While the healthcare community deserves credit for fast-tracking an Ebola vaccine, the vaccine was not available in time to stop the outbreak.
Think what could have been achieved if VSV-ZEBOV had been assessed for safety straight after the initial preclinical work.
If the safety work had been done before the outbreak crisis, the vaccine's efficacy could have been assessed much sooner, perhaps changing the course of the epidemic and ultimately saving lives.
This transition from preclinical to safety clinical trials is a sticking point in the vaccine development pathway for many infectious diseases, not just Ebola. The global community has not previously been willing or able to invest in the complex and costly development process required to develop new vaccines.
The West African Ebola outbreak, unprecedented in its scale and impact, emphasised the need to improve epidemic preparedness. There were two major outcomes.
- WHO developed an R&D blueprint for action to prevent epidemics (opens in a new tab). It sets out a list of priority pathogens for which we urgently need to develop vaccines and treatments. And it also sets out principles for global collaboration to prevent future epidemics.
- The Coalition for Epidemic Preparedness Innovation (CEPI) (opens in a new tab) was formed in response to expert reports into the Ebola outbreak that called for a new system to stimulate vaccine development. A collaboration between government, philanthropy, industry and civil society, CEPI's mandate is to finance and coordinate vaccine development to help contain outbreaks before they become emergencies.
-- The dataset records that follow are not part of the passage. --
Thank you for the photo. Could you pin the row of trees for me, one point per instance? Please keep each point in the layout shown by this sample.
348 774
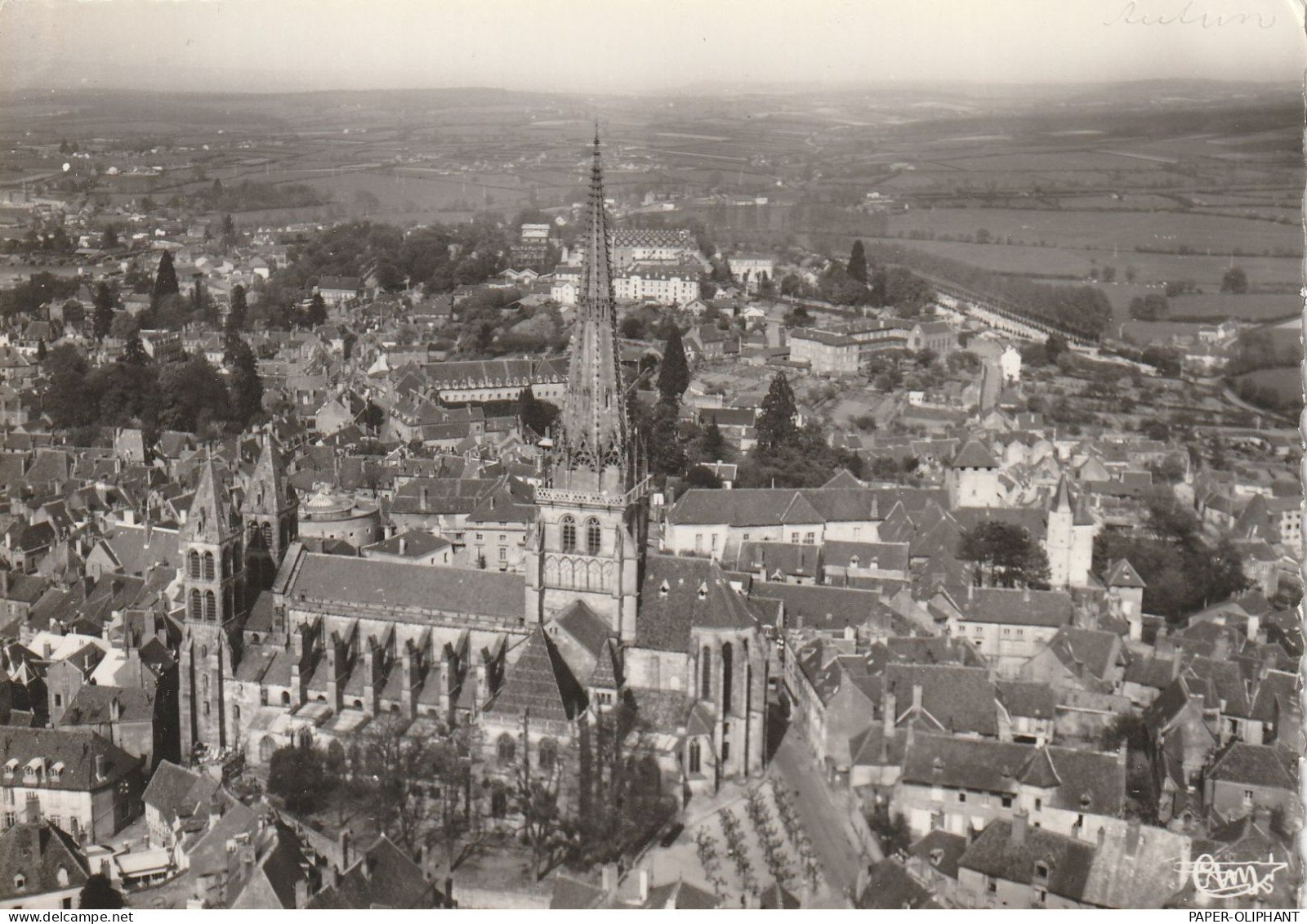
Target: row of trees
587 803
1183 571
134 391
1084 310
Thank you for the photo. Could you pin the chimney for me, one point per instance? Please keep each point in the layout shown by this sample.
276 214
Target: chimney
1019 819
407 681
1132 838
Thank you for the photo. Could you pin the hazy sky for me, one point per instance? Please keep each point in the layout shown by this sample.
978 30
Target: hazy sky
637 45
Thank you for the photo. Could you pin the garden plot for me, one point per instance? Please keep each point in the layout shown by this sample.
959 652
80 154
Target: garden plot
743 849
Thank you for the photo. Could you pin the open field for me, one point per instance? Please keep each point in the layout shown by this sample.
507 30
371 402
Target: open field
1106 230
1284 381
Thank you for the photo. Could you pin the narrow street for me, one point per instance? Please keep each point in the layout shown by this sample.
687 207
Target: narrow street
827 825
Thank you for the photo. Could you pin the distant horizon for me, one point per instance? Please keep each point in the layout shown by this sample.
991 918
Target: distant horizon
689 89
627 47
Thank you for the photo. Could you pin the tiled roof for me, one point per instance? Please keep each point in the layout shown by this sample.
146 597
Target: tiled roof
683 594
539 684
893 888
974 455
957 699
405 586
1032 701
75 748
1123 574
1254 765
1016 607
38 852
997 852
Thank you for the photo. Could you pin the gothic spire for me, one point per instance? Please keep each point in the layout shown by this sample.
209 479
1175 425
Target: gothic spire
594 440
209 518
267 492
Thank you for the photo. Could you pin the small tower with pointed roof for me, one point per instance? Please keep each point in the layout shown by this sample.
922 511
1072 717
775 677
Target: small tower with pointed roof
973 477
270 514
591 531
1059 538
1069 538
213 600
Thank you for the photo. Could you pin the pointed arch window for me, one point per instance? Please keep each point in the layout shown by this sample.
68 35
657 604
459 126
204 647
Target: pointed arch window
507 748
727 668
548 754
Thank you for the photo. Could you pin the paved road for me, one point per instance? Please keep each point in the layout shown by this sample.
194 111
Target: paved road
823 821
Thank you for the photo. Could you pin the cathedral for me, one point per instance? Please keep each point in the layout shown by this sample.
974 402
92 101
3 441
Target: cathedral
287 646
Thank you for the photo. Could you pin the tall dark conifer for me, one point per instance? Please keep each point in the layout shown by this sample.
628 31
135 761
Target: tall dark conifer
165 280
858 263
673 374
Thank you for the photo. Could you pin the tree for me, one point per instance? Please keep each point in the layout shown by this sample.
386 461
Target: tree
1004 556
712 444
102 320
245 385
239 311
298 777
673 374
193 396
777 421
858 263
317 310
65 398
165 277
535 413
134 352
100 893
701 476
1055 346
1234 281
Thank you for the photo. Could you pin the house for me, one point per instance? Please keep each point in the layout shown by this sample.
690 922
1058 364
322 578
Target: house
82 782
339 289
1016 864
1245 778
825 353
382 876
1010 625
41 865
956 783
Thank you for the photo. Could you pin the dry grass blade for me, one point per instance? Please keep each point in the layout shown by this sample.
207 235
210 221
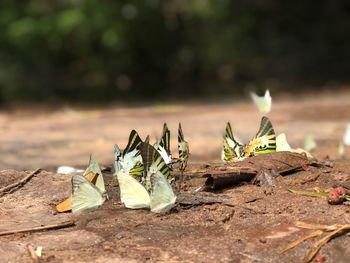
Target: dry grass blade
323 194
316 226
302 239
39 228
313 251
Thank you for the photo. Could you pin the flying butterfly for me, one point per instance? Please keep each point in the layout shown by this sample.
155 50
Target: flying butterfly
163 147
130 160
309 142
263 103
159 197
94 175
264 141
232 150
183 150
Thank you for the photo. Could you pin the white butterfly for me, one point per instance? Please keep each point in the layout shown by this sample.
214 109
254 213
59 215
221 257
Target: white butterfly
263 103
309 142
346 138
131 157
86 196
159 197
163 147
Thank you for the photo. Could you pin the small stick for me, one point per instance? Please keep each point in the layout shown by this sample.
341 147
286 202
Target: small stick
12 187
315 233
39 228
32 253
314 250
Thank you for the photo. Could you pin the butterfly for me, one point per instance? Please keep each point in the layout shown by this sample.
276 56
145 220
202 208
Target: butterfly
94 175
164 145
263 142
130 160
183 150
232 149
157 193
346 138
86 196
263 103
309 142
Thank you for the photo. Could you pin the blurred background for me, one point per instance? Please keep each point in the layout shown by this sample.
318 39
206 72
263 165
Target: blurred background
76 76
99 51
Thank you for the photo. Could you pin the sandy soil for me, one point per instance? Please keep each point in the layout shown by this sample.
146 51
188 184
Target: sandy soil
252 225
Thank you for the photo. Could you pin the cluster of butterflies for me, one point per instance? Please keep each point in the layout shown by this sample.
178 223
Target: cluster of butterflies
143 174
265 141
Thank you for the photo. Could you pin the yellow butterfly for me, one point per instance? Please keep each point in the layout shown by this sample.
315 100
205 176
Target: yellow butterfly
264 141
164 145
157 193
130 160
86 196
94 175
232 150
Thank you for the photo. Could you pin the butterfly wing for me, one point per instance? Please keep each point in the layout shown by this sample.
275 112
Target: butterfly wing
282 144
264 141
263 103
232 150
151 158
131 160
86 196
183 149
96 170
133 143
162 195
118 157
164 145
132 192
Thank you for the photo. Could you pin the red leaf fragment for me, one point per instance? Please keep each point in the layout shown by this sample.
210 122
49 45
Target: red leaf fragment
336 195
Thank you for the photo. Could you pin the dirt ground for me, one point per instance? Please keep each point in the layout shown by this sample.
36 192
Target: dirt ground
252 224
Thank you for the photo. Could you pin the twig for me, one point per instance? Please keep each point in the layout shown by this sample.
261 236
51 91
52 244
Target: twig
311 178
314 250
315 233
13 187
32 253
39 228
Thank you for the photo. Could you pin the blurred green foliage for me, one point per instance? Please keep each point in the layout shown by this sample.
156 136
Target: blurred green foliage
94 50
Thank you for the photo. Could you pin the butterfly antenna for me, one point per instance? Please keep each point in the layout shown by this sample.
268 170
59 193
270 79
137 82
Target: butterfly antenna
133 142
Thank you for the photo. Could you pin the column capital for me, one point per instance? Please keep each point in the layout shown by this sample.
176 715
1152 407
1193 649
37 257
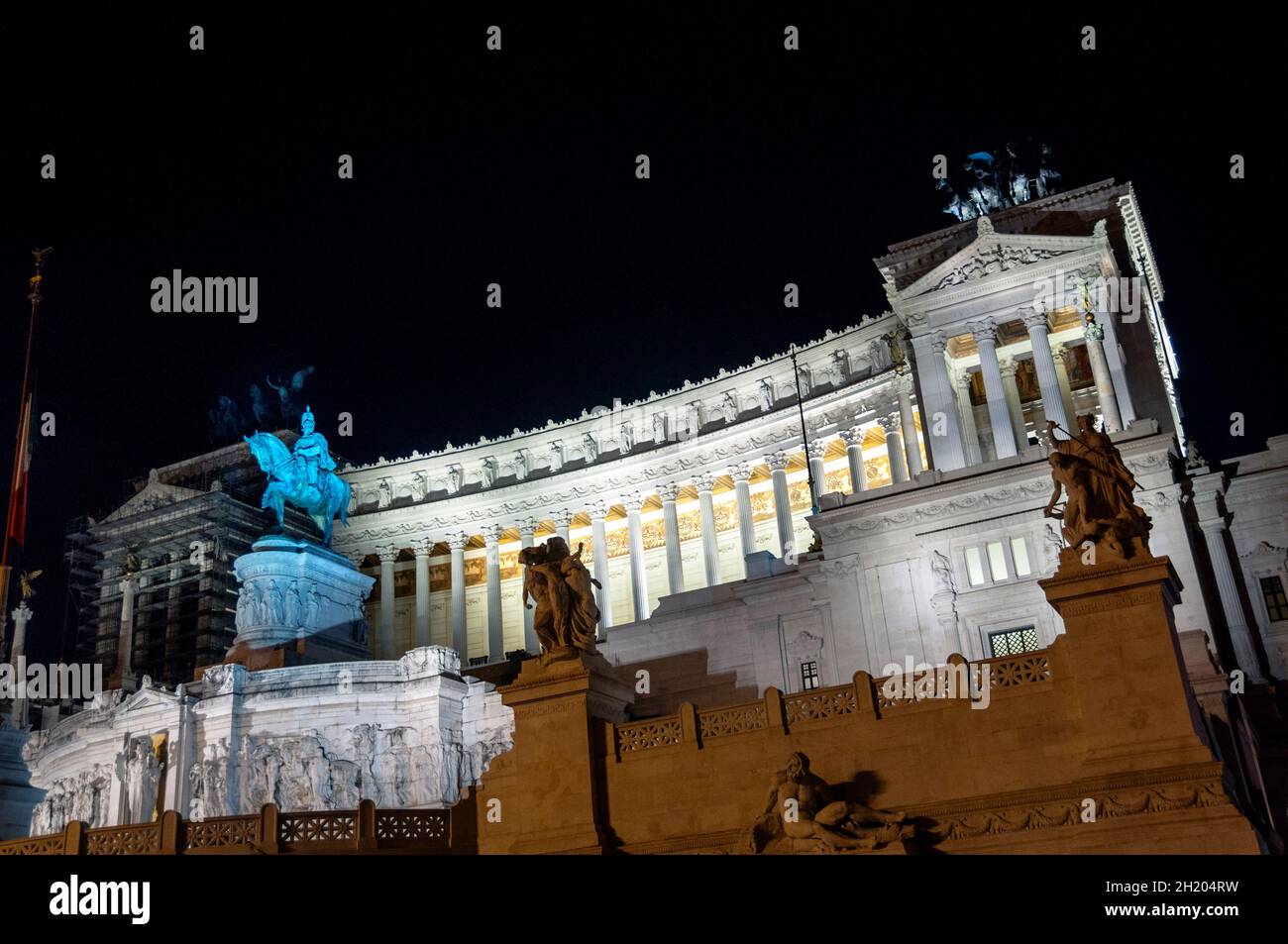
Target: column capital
777 462
634 501
851 437
1034 318
704 481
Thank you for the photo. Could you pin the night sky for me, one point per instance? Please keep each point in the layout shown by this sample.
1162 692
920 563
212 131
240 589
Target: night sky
519 167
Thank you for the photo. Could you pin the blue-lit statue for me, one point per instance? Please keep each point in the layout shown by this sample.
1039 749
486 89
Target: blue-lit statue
303 476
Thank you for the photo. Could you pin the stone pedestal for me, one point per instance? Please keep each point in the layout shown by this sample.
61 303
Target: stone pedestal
299 604
1134 699
548 793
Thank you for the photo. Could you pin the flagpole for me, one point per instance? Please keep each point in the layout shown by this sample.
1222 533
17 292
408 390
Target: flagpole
24 420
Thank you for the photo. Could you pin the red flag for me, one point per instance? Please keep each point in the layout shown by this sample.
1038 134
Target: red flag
22 464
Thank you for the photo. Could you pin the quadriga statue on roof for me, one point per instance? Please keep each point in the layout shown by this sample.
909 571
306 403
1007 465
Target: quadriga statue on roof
303 476
1098 487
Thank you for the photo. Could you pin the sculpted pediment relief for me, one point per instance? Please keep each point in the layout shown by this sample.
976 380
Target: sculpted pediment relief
993 254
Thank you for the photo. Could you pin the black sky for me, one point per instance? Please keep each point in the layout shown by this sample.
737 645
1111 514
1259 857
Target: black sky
518 167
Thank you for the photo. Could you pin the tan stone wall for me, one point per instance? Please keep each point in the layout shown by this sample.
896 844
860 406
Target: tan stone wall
1103 716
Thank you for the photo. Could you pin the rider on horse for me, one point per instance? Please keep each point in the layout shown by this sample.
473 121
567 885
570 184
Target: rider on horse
310 452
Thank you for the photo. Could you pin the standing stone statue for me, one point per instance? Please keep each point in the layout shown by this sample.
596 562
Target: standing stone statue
561 584
1098 487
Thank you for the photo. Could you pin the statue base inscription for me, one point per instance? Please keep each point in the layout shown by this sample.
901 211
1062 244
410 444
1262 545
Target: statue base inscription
297 597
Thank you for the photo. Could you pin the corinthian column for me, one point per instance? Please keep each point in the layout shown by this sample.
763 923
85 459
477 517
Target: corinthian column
999 415
670 492
939 411
853 438
894 447
494 635
1052 403
1109 413
782 501
746 520
527 528
459 639
970 436
634 504
599 537
385 644
704 484
423 548
903 387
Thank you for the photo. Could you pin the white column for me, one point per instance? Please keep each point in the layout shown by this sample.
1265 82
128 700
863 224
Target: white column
999 415
746 520
125 640
460 642
563 523
1052 403
634 502
903 386
1060 353
1228 588
21 616
853 438
527 527
704 484
494 638
782 502
670 492
939 412
382 649
970 436
894 447
599 537
1113 357
1109 415
1014 408
421 548
816 451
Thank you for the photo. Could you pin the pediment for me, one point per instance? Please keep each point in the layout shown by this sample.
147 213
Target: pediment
154 496
995 254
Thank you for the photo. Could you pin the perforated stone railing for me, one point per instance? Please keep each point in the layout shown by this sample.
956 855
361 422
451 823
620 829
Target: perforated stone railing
864 695
269 832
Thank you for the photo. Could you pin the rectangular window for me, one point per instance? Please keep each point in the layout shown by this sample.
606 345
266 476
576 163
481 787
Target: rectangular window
1276 604
809 675
1020 556
1014 642
996 561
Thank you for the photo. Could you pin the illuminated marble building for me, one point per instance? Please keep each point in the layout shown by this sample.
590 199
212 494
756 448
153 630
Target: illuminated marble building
922 430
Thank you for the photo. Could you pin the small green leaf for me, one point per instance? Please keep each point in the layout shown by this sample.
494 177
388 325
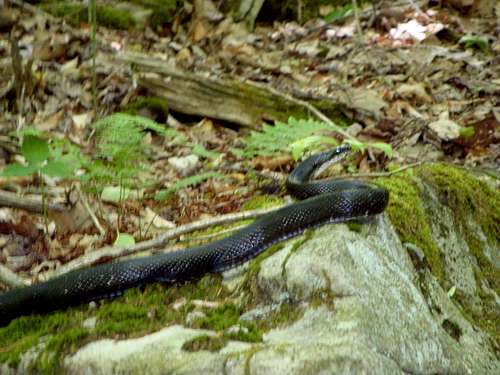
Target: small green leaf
474 41
35 150
299 147
18 170
466 132
57 169
339 14
124 239
451 291
356 145
385 147
115 194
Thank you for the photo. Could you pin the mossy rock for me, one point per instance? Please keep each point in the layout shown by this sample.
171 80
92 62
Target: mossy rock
160 12
470 200
76 13
155 106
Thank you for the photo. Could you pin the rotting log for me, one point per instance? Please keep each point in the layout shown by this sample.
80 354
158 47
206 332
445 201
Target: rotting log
223 99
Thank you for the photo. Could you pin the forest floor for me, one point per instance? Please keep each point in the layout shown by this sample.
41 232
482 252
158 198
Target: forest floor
411 85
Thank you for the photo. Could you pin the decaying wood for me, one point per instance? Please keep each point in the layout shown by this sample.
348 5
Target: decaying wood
8 199
223 99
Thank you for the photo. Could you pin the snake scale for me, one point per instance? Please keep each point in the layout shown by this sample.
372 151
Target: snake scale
324 202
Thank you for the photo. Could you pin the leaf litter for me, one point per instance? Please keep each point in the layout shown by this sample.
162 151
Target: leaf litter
424 80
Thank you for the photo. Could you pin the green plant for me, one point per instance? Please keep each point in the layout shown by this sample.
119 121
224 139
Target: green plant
41 161
298 137
185 182
119 139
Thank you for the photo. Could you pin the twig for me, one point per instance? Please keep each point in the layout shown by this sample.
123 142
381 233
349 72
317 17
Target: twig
9 199
10 278
110 252
85 203
357 21
211 235
381 174
161 241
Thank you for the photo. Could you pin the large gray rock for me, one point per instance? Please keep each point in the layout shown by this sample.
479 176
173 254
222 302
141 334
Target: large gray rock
360 302
370 317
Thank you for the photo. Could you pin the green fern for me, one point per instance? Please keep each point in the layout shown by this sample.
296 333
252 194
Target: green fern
298 137
279 138
120 141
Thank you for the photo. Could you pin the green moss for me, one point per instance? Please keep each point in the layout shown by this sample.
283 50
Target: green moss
470 198
452 328
205 342
76 13
163 10
220 318
158 106
136 313
408 217
249 332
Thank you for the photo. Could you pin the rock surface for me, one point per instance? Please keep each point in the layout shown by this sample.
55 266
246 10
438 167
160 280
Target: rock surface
359 302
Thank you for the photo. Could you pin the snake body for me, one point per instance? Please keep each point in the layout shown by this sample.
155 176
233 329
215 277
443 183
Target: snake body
326 201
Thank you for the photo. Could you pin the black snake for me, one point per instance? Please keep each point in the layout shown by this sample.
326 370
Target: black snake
324 202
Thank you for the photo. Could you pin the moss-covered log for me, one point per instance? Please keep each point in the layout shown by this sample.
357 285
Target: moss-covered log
224 99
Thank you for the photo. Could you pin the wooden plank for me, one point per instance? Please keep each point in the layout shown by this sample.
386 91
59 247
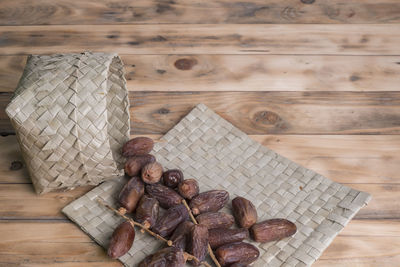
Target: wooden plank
44 243
17 12
265 112
340 39
344 158
31 244
19 202
243 72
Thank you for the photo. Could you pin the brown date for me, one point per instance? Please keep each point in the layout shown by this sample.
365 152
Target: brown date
222 236
172 178
215 220
271 230
137 146
134 164
189 188
151 173
167 223
238 252
244 211
213 200
198 242
167 257
180 236
165 195
147 211
121 240
131 194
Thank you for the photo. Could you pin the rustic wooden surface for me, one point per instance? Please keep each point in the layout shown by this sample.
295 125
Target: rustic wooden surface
317 81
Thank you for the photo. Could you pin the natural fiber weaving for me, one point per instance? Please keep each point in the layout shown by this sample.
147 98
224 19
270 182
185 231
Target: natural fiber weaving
206 147
70 114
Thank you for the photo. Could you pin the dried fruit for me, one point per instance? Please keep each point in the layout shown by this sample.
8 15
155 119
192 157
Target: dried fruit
198 242
167 257
244 211
172 178
274 229
167 223
121 240
165 195
222 236
215 220
189 188
134 164
131 194
151 173
147 211
213 200
238 252
180 236
137 146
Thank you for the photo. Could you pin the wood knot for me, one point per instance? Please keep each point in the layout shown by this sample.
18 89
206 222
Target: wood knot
267 117
185 63
16 165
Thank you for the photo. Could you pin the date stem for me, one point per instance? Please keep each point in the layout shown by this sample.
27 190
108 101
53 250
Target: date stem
195 222
144 229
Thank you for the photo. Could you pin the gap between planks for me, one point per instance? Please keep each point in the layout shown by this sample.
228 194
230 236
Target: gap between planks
333 39
298 113
243 72
190 11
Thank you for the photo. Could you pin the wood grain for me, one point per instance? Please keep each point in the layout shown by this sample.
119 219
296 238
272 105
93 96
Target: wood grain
43 244
243 72
19 12
335 39
265 112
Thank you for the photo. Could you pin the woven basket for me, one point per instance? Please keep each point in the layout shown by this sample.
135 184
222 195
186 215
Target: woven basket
70 113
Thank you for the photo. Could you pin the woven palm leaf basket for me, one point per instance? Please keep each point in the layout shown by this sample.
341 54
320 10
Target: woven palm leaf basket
70 113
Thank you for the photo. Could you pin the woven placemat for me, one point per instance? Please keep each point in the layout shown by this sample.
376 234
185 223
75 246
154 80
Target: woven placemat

Together with the collective and individual lessons we learnt, these two major initiatives place the global community in a better place to tackle future epidemic challenges.
But if we want to reduce the risk of future epidemics further, we need to amplify coordination to a new level. This means continuing to build relationships across sectors, sharing information more effectively, and working together transparently to outsmart epidemics.